Still, RIM’s difficulties gave competitors an opening. Microsoft, potentially the most lethal, recently introduced a new version of its mobile messaging technology that would theoretically make it easy for enterprises to develop e-mail systems that use the same push techniques – sending messages out automatically without users having to check for them – that have made BlackBerry so popular.
Some mobile carriers have been offering instant messaging for awhile, but few have marketed it aggressively – despite recent survey data from JupiterResearch suggesting there is significant consumer demand for such services. Carriers are concerned about cannibalizing their SMS revenues, Husson says, though he believes this is a needless concern. “They answer different needs and are different communication tools.”
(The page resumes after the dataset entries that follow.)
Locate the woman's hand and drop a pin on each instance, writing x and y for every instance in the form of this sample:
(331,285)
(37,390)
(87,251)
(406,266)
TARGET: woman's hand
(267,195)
The carriers also need to figure out which business models make sense, and how to take advantage of – or avoid obliteration by – Internet-based brands such as MSN, AOL and Yahoo. French carrier Bouygues Telecom showed the way by launching a mobile MSN Messenger service in partnership with MSN last November. It announced it had signed up 45,000 subscribers in the first three months – although that was partly a reflection of heavy discounting for charter subscribers.
As more IM-ready handsets appear, as interoperability issues are resolved and carriers figure out how to make money from IM, it will take off, Husson believes. The real trick may be to get IM-capable devices – PDA and smartphones with big enough screens and alpha keypads, which tend to be expensive – into the hands of young people who are the most likely users.